In Teal we can declare new types with user-defined names. These are called nominal types. These nominal types may be unique, or aliases.

The local type syntax produces a new nominal type. Whenever you assign to it another user-defined nominal type, it becomes a type alias. Whenever you assign to it a type constructor, it becomes a new unique type. Type constructors are syntax constructs such as: block constructors for records, interfaces and enums (e.g. record ... end); function signature declarations with function(); applications of generics with <>-notation; declarations of array, tuple or map types with {}-notation; or a primitive type name such as number.

Syntax such as local record R is a shorthand to local type R = record, so the same rules apply: it declares a new unique type.

Nominal types are compared against each other by name, but type aliases are considered to be equivalent.

local record Point3D
   x: number
   y: number
   z: number
end

local record Vector3D
   x: number
   y: number
   z: number
end

local p: Point3D = { x = 1.0, y = 0.3, z = 2.5 }

local v: Vector3D = p -- Teal compile error: Point3D is not a Vector3D

local type P3D = Point3D

local p2: P3D

p2 = p  -- ok! P3D is a type alias type Point3D
p = p2  -- ok! aliasing works both ways: they are effectively the same type

Nominal types are compared against non-nominal types by structure, so that you can manipulate concrete values, which have inferred types. For example, you can assign a plain function to a nominal function type, as long as the signatures are compatible, and you can assign a number literal to a nominal number type.

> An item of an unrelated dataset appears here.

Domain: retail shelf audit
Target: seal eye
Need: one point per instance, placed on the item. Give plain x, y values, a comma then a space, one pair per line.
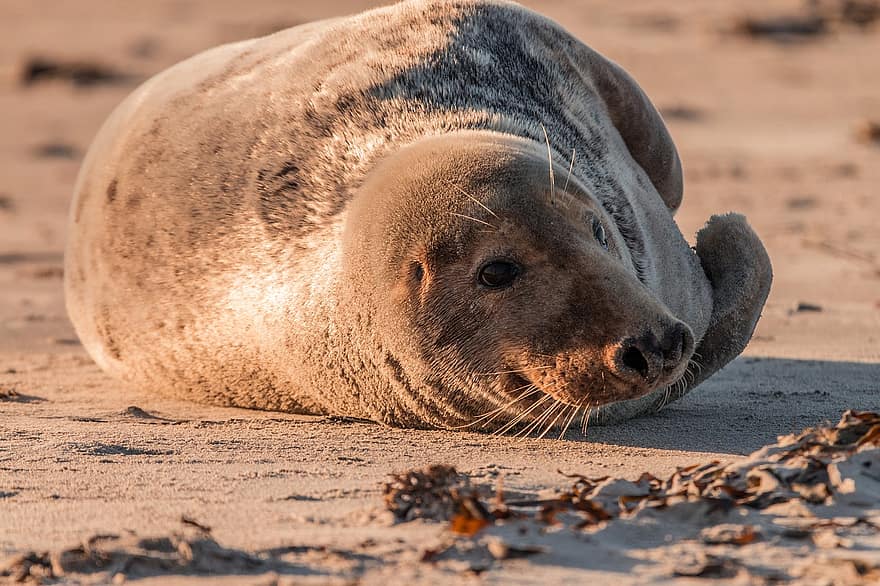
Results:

local type MyFunction = function(number): string

-- f has a nominal type
local f: MyFunction

-- g is inferred a structural type: function(number): string
local g = function(n: number): string
   return tostring(n)
end

f = g  -- ok! structural matched against nominal
g = f  -- ok! nominal matched against structural

You can declare structural types for functions explicitly:

local type MyFunction = function(number): string

-- f has a nominal type
local f: MyFunction

-- h was explicitly given a structural function type
local h: function(n: number): string

f = h  -- ok!
h = f  -- ok!

By design, there is no syntax in Teal for declaring structural record types.

Some examples

Type aliasing only happens when declaring a new user-defined nominal type using an existing user-defined nominal type.

local type Record1 = record
   x: integer
   y: integer
end

local type Record2 = Record1

local r1: Record1
assert(r1 is Record2) -- ok!

This does not apply to primitive types. Declaring a type name with the same primitive type as a previous declaration is not an aliasing operation. This allows you to create types based on primitive types which are distinct from each other.

local type Temperature = number

local type TemperatureAlias = Temperature

local type Width = number

local temp: Temperature

assert(temp is TemperatureAlias)  -- ok!
assert(temp is Width)             -- Teal compile error: temp (of type Temperature) can never be a Width

Like records, each declaration of a function type in the program source code represents a distinct type. The function(...):... syntax for type declaration is a type constructor.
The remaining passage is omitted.